Faithful readers of this blog may recall that back in March I posted a set of slides I had prepared for a presentation to a class of undergraduate computer science majors, basically outlining what open science is and challenging them to use their talents to make science work better.

Usually I don't post the presentation slides I use for my everyday work as a librarian, when I appear in classrooms to talk about how to find and evaluate sources in science or when I talk about science communication. But in this case I spent a fair amount of time preparing and revising this particular iteration of a session I'd done a bunch of times over the year. And then the class got snowed out. And unfortunately since it was so close to the end of the term, I didn't end up giving the session. So my thinking was, I should at least get a little mileage out of all that work and share the slides!

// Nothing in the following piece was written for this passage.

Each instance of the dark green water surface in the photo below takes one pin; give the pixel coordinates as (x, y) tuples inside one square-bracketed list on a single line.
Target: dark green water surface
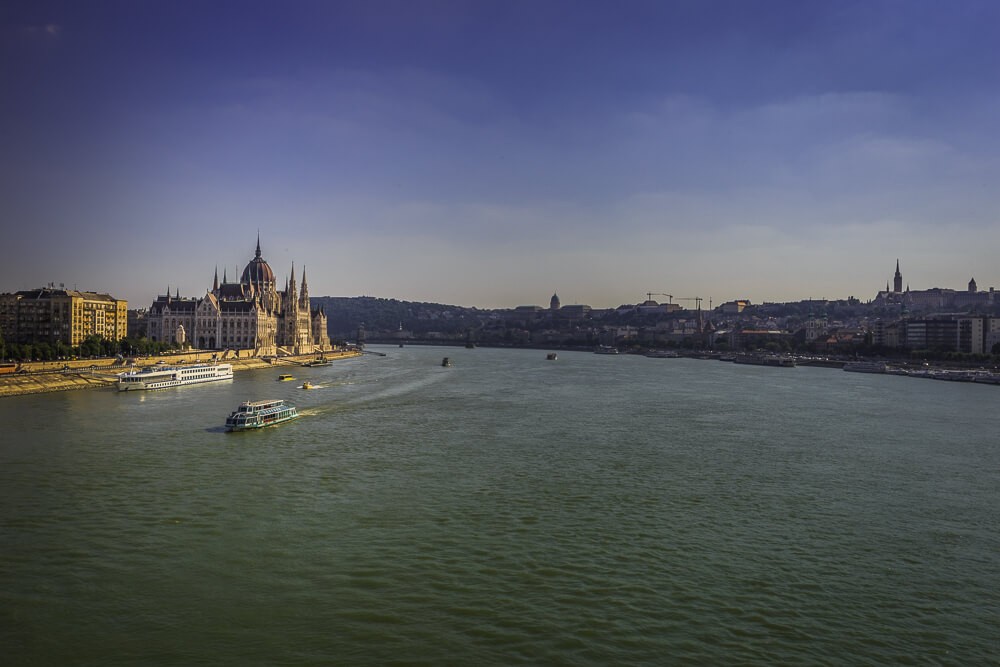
[(593, 510)]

Of course, things are never so simple. When you share, other people see. Shortly after I published the post I was contacted by Jim Ruxton of Subtle Technologies, an organization dedicated to bring art and science together. The theme of this year's edition of their long running festival was Open Culture: Participatory Practice in Art and Science. And of course, open science is all about participatory culture!

Jim asked me if I would do one of he public lectures at the festival, which was this part Saturday evening.

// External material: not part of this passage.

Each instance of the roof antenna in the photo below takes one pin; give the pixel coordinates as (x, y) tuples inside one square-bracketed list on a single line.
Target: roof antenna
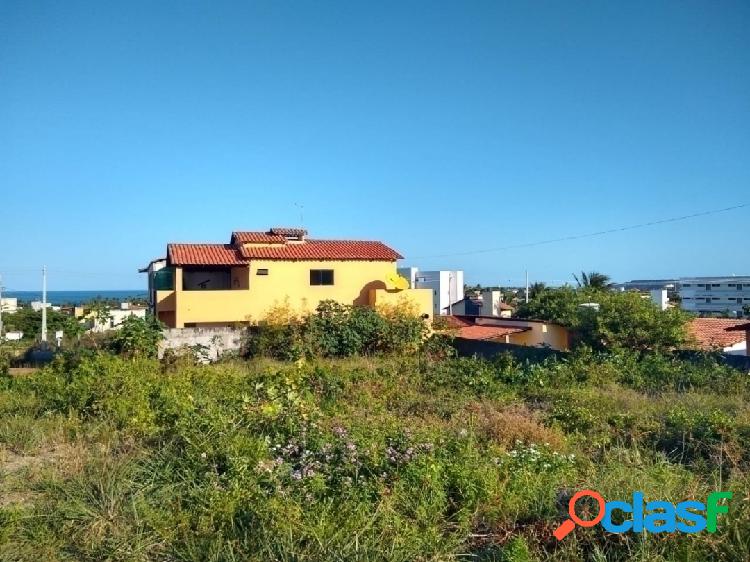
[(301, 215)]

And thus was born: Scientists Are Doing it for Themselves: Open Access, Open Data, Citizen Science

The Web has the potential to unleash scientific creativity like nothing else since the invention of the printing press. Scientists — academic, government, industrial, even amateur — have the ability to create, measure, promote,share and even do the research itself all using the Web as the platform. In this session we’ll explore how the Web is liberating scientific creativity, looking at Open Access, Open Data, Altmetrics and Citizen Science among other movements.

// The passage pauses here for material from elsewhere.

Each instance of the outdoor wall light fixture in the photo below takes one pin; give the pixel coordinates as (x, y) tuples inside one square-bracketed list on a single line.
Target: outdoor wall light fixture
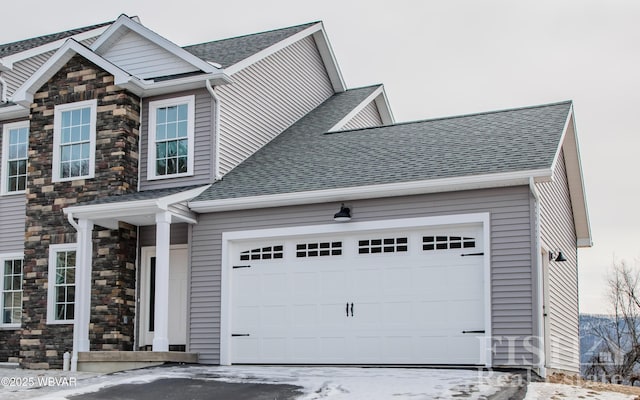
[(343, 215), (557, 256)]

The session went very well with a good audience, provocative questions and some very kind Twitter traffic about the presentation both during the session and afterwards after people looked at the slides as they were tweeted out and about.

Here are the slides (online too):

I have to say, I've done some form of this presentation a bunch of times and I think I'm finally getting the hang of it! (Hint, hint, I'd be glad to do it for you too!)

Many thanks to Jim Ruxton and the Subtle Technologies team for inviting me to present at the Festival. It was great fun!